My older brother was a role-player. He played D&D, and Car Wars, and others, I’m sure. After he died, I looked over his few remaining hand-written materials. I was amazed at his creativity, not thinking at the time about how much of his stuff may have been copied from published work. Either way, he definitely loved it. Even if it was all copied from published books, it was lovingly and carefully copied.

I was drawn to the idea of role-playing, of thinking up an adventure and living it in my mind. I read a lot of science fiction and fantasy at the time, so I was naturally attracted to the idea of collectively imagining an exciting adventure.

But I was also shy, so I never had anyone to role-play with. Not until I was in my 20’s, when a few co-workers involved me in a short game of Nobilis, then I found a few younger friends for whom I could run games. And when I did, we had an absolute ball. That’s when I realized what I love about role-playing.

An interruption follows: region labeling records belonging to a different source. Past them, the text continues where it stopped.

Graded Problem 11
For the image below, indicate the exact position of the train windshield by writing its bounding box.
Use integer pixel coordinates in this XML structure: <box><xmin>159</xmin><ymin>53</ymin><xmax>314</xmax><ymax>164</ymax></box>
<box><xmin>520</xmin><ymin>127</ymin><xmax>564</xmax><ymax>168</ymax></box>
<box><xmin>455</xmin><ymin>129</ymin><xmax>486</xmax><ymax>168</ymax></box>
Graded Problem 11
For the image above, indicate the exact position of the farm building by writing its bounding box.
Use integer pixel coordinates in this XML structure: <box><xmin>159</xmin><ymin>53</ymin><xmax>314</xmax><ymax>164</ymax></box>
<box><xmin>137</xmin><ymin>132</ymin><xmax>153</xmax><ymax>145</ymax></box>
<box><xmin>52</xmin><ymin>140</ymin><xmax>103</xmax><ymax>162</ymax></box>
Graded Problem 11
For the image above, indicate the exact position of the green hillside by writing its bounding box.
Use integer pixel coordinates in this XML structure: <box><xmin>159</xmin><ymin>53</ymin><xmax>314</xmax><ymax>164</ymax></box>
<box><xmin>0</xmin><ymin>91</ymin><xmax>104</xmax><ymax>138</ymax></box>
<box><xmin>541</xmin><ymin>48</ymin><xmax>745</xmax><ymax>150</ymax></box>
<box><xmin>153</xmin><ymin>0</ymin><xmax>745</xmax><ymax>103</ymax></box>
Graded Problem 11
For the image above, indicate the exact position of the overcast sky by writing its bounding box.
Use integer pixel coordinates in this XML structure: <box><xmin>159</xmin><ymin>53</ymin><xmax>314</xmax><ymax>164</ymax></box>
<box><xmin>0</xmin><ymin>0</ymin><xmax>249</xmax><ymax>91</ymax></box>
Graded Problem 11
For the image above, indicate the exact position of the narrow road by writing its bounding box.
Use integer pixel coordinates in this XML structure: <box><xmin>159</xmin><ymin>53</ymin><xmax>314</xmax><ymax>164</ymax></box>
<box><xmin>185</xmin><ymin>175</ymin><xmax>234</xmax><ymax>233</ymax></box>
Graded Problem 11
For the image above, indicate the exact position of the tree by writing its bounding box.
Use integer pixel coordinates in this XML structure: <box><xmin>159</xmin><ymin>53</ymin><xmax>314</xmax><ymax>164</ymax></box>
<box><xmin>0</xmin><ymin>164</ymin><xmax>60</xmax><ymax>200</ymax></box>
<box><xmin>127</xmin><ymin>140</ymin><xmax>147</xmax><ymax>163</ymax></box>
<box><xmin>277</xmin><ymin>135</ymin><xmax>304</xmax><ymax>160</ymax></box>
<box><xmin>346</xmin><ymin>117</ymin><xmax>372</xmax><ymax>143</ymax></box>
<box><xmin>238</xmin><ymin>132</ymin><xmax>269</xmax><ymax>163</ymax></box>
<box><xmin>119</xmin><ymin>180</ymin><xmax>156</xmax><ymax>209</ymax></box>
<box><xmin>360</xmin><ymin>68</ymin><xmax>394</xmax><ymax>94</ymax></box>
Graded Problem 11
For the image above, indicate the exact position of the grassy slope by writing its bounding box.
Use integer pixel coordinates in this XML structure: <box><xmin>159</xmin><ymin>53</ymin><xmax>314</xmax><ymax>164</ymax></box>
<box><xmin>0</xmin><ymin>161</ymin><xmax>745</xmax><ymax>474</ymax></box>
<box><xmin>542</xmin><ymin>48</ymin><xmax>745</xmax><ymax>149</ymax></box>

I didn’t own any role-playing source books, so I found and printed the simple Sherpa rules. They’re brilliant; you can easily create a character and write up him or her in five minutes. They focus on simple conflict resolution, so we spent most of our time playing around instead of rolling dice.

We played a rip-roaring game of low-level mafia thugs in a science fiction setting, which culminated in a city-wide mafia war involving giant walking tanks. Then we moved to a short-lived heroic Greek fantasy game, then a D&D-inspired game before the group fizzled out.

Role-playing requires a huge imagination and a little guts (to yell “Och, y’not be wantin’ to double-cross a dwarf, laddie!” to your friends). The result is a collaboratively created story, which can have everything from pathos to action to comedy, and in which you are involved. You’re actually driving the story in whatever direction you want to take it. If it’s not fun, you can make it fun.

As a GM (Game Master), I present the world, situation, and antagonists facing the players. So I get to create a world—or at least simulate one—which I love to do anyway.

A fun, imaginative game where everyone is actively involved and collaboratively push each other to greater and greater heights of story and personal interaction? What’s not to like?